Day of Rest

I love sleeping in. When I was little, I reveled in the weekends where I could lay in bed until mid-morning and roll out to start the day with lunch. I still shudder when I think about having an 8 a.m. government class during freshman year, and I refused to take anything before 10 a.m. last year.

Sunday, my natural body clock woke me up at 7:57 a.m. On the one hand, I know that this is probably because I’ve pretty consistently been waking up at 8 a.m. for class and meetings and interviews. On the other hand, I still had an hour before my alarm would go off, prompting me to get ready for a church service down the street. I was planning on observing the service and trying to find a subject cover for a story.

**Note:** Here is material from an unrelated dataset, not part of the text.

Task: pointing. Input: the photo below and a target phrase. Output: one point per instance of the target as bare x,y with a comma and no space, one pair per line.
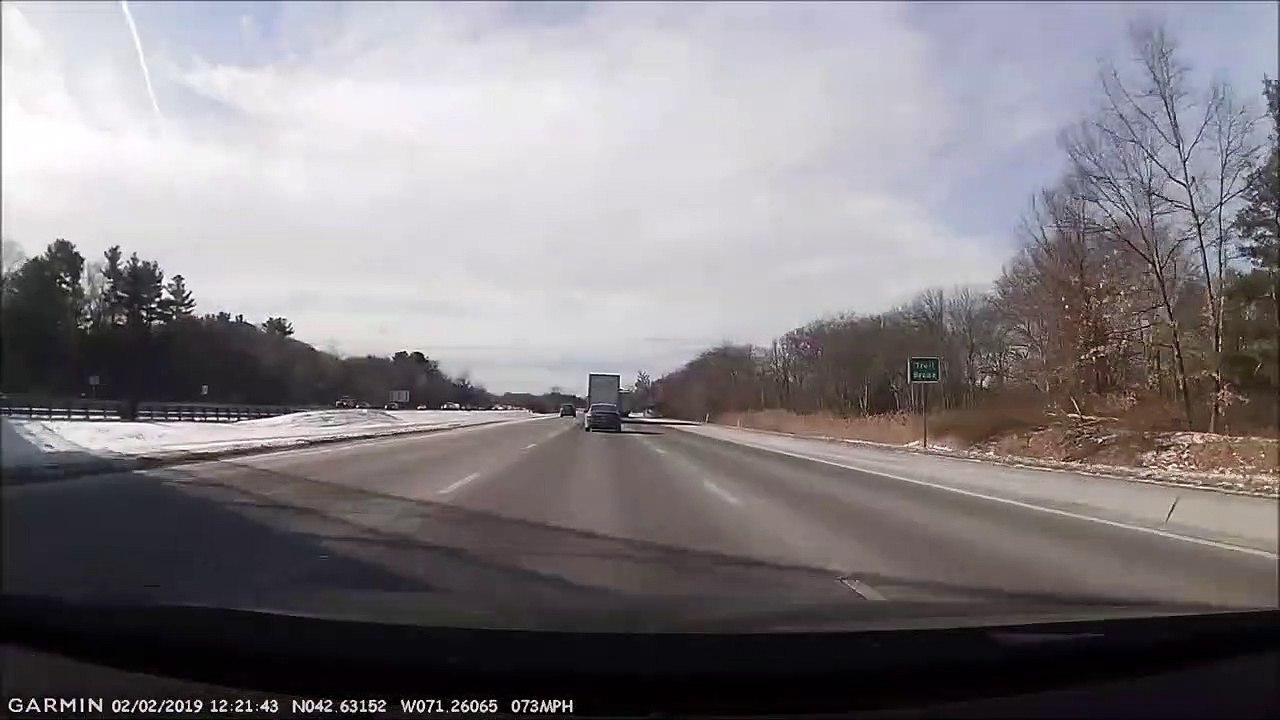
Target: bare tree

I ended up getting ready much quicker than expected, and since I had extra time, went to the church early so I could scope out the farmer’s market happening nearby. I checked out some stands and spoke with the artisans and farmers, but didn’t really come up with any leads.

At the church, I found a seat in one of the pews near the back of the room. Despite speaking with some of the members there, still nothing. I was about to speak with the reverend when I realized the time and had to go to work.

In the afternoon, I trekked over to Columbia College to visit the Mid-Missouri Peaceworks Sustainability Fair. I was honestly hoping to find someone who could put me in touch with Mary, the subject I was looking into for the chicken-raising story my Jeanne wanted me to cover. No such luck, but I talked to some more leaders of organizations and got contact info for them as well.

Feeling defeated, I got back to my car and decided to drive around with the windows down and music up to find some kind of enjoyment in the beautiful September afternoon. Just as I was about to pass Jefferson Jr. High, I noticed something different.

On the residential side of the street, there was a group of three men spray painting the side of a woodshed. My curiosity piqued, and I pulled around the corner to speak with them.

After deciding how to introduce myself as a reporter and still maintain a conversational rapport, I struck up a conversation with one of the men.

Twenty minutes later, I had a story subject and would prepare for my first artist profile.

So even though it took an entire day of planning on where to be at a certain time to scope out a story, it was aimless walking and driving around that got me to where I needed to be.